Friends of Big Think,
Late Wednesday night Eastern Time, the Big Think staff experienced a very (and literally) rude awakening. Through a flurry of loyal fan emails, text messages and phone calls between us, we all learned that our fan page had been hacked and was spamming the Facebook feeds of 1.3 million people both minutes with extremely disturbing content that is largely sexist and/or sexual in nature. Worse still, we quickly realized that everyone at Big Think had been removed as account admins, and we had no way back.

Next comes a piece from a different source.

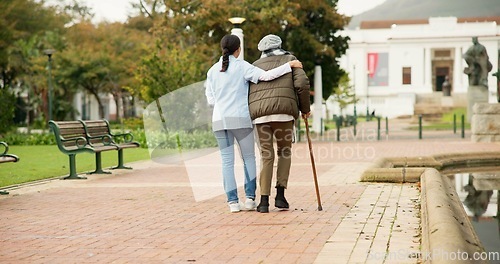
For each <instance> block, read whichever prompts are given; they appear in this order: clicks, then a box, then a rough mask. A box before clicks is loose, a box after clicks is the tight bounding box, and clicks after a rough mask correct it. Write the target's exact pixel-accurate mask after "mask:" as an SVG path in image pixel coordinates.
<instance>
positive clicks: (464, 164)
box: [360, 152, 500, 183]
mask: <svg viewBox="0 0 500 264" xmlns="http://www.w3.org/2000/svg"><path fill="white" fill-rule="evenodd" d="M498 164H500V152H476V153H451V154H440V155H434V156H430V157H401V158H384V159H380V160H377V161H376V162H375V163H374V165H373V166H372V167H371V168H370V169H367V170H366V171H364V172H363V174H362V175H361V178H360V181H361V182H394V183H402V182H418V181H419V179H418V177H420V175H421V174H422V173H423V170H424V169H425V168H434V169H436V170H439V171H441V172H444V173H446V172H449V173H452V172H453V171H455V168H456V167H460V171H461V172H463V171H464V170H476V168H479V167H480V166H481V167H483V166H498Z"/></svg>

Several members of staff, including myself, spent much of the night trying to find a solution. Internet threads reveal that many others have found themselves in a similar situation, and that Facebook offers few formal remedies beyond submitting a report ticket online and waiting for a response. . We did, we tweeted on Facebook and the FB publicity team, we reached out to a friend on Facebook, and we even wrote to Superhacker Kevin Mitnick, a former Big Think interviewee, in hopes of quick resolution. As of 9:00 a.m. EDT, we were unable to plug the leak or regain control of the page.
All of us here are horrified by what happened. Obviously, this type of content couldn’t be further from what Big Think – an educational forum for the brightest minds on the planet and a company deeply dedicated to inclusivity – is or wants to communicate to our amazing readers. on the Internet.
And they (you) are amazing. Since this leak began, many of us here have received extremely helpful email alerts from fans, all concerned about what this means for Big Think and its audience.
We are not naive. We know people don’t want their Facebook pages flooded with disgusting spam, and many will like the page before that’s over. But our site and our YouTube channel are stronger than ever, and we won’t rest until the Facebook page comes back to life. And we will take all available security measures to ensure this never happens again.
And if you know of any smart and quick solution to this problem besides those mentioned above, we would love to hear from you. Seriously.
Thank you to everyone who enjoys Big Think’s articles and video interviews. Please wait with us and we’ll let you know when everything is back to normal.